North Korean dictator Kim Jong Un says the United States will pay a "thousand-fold for all the heinous crimes" it has committed against his country. U.S. President Donald Trump warns that North Korea will experience "fire and fury like the world has never seen." Kim threatens to fire four missiles at the U.S. territory of Guam. Trump promises that Kim "will truly regret it" and "regret it fast" if he follows through on that threat, or issues another.

As the unprecedented exchange of white-hot rhetoric and overt military threats between the leaders of two nuclear-armed countries continues to escalate, reasonable people around the world are asking whether there is a peaceful way out of this unfolding crisis. The answer, according to some, is to pursue a "double freeze," in which North Korea freezes its nuclear and missile activities in exchange for the U.S. and South Korea freezing their joint military exercises.
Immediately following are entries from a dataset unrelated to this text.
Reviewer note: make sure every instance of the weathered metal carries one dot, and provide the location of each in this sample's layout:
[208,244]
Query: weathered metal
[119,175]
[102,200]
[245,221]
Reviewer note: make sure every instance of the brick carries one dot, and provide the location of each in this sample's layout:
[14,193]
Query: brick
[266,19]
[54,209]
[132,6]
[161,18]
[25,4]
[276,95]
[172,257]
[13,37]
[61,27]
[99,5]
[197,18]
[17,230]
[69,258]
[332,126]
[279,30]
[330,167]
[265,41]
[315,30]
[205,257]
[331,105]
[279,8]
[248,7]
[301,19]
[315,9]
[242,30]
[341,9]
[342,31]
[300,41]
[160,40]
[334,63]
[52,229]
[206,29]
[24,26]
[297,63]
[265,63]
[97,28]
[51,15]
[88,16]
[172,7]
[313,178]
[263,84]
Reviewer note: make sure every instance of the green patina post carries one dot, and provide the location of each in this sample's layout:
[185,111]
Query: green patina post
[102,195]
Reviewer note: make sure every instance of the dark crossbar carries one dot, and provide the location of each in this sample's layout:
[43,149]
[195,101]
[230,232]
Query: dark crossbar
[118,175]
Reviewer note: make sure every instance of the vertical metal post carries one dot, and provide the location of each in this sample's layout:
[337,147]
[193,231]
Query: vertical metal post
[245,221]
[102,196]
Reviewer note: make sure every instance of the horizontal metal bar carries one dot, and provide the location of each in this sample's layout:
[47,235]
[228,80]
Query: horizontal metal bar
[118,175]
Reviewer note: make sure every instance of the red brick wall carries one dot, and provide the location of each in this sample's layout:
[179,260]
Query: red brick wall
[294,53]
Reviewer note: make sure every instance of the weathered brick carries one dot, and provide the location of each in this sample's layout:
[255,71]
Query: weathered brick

At first glance, this option — which was originally proposed by China, and has since been endorsed by Russia — appears to be a sensible compromise. Without the ability to test nuclear and missile technologies, North Korea would be stuck with what it already has. Rather than a potent arsenal with credible long-range capabilities, it would have an unreliable arsenal with potentially no miniaturized nuclear warheads. For the U.S., suspending joint military exercises with South Korea seems like a small price to pay for such an outcome, as it would do little to undercut America's overwhelming military superiority.